Satrapi’s film ‘Radioactive’ is far more than just story of the Curie’s prize-winning discoveries. It is a mighty romance that additionally captures the story of Pierre Curie, a man strong enough to ignore peer approval. Firstly, Pierre Curie offered this contentious Polish woman a space in his laboratory when doors in other Paris institutions were being slammed in her face … and then, far more bravely still, his heart. The rest, as they say, is history. We all know that in 1903 Pierre Curie and physicist Henri Becquerel were nominated for the Nobel Prize in Physics and that Pierre refused to accept the prize unless Marie was rightfully listed with them. Thus, with Pierre’s ongoing love and support, Marie became the first woman to receive a Nobel Prize that was her due.
To the astonishment of the government, the business sector, and friends alike Marie and Pierre never patented their breakthroughs, so as to allow other scientists to benefit from their discoveries without hindrance. Further, Marie gave much of her first Nobel Prize away and insisted that monetary gifts and awards be given to the scientific institutions she was affiliated with rather than herself.
After the death of her beloved Pierre, the lonely Curie embarked on an affair with the married scientist Paul Langevin.
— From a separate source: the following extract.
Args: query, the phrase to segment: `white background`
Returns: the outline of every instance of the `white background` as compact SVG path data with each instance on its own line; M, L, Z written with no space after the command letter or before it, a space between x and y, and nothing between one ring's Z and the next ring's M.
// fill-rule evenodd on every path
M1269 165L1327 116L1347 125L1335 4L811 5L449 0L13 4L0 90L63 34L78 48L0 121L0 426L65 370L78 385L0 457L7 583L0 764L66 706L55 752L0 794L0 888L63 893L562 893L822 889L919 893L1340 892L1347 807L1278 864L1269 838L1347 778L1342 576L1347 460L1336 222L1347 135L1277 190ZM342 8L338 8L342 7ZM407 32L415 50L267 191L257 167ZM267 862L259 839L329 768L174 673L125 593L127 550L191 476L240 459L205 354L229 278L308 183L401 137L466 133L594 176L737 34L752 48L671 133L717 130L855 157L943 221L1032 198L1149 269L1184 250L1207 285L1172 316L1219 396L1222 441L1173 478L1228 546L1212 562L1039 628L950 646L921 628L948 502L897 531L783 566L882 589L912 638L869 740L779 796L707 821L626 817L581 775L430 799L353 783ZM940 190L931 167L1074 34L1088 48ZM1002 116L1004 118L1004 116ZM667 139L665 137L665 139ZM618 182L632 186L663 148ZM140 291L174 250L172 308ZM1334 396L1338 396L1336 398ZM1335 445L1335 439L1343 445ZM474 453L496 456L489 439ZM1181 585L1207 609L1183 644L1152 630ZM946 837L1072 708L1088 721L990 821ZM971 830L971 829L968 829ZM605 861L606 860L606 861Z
Were the reverse to have occurred, no Parisian eyelid would have batted but because Marie was both ‘foreign’ and female, public opinion swung and she was once more on the outside; sniffed at by the male scientific community, abused by the public, defamed by the press, and again having those doors slammed in her face.
At this same time Marie was awarded her second Nobel Prize – this time in Chemistry – for the discovery of the elements Radium and Polonium. Though told by the board of the Nobel Prize Committee to not come in person to receive her prize, always true to her confrontational nature Marie defied the request for her 'no-show' and insisted on receiving her award in person.
When World War One broke out Curie offered to melt down her Nobel Prize medals so the gold could be donated to the war effort. With her daughter Irène (Anya Taylor-Joy), she outfitted eighteen portable X-ray stations that could treat wounded soldiers on the front lines, at times operating and repairing the machines herself. She also established 200 more permanent X-ray posts during the war.
Sadly, for all her hard work and heroism, as many people loathed Marie Curie as admired her. It is a rumour of history that she had undiagnosed autism and this may have accounted for her fierce independence, dogged determination and her ability to unknowingly incite hostility in others by unintentionally offending them. Quite obviously, it did not hinder her brilliance.
Fittingly in 1995, in tribute to their brilliance, Marie and Pierre Curie’s bodies were transferred to the Paris Panthéon. Their remains are sealed in lead-lining because of the dangerously high levels of detectable radioactive contamination they exhibit. Likewise, Marie’s personal and scientific papers are kept in lead-lined boxes and may only be handled by people wearing protective clothing.
Extraordinary, multi-faceted and defiant, I am sure ‘Radioactive’ is just a glimpse of the remarkable woman who was Marie Skłodowska Curie.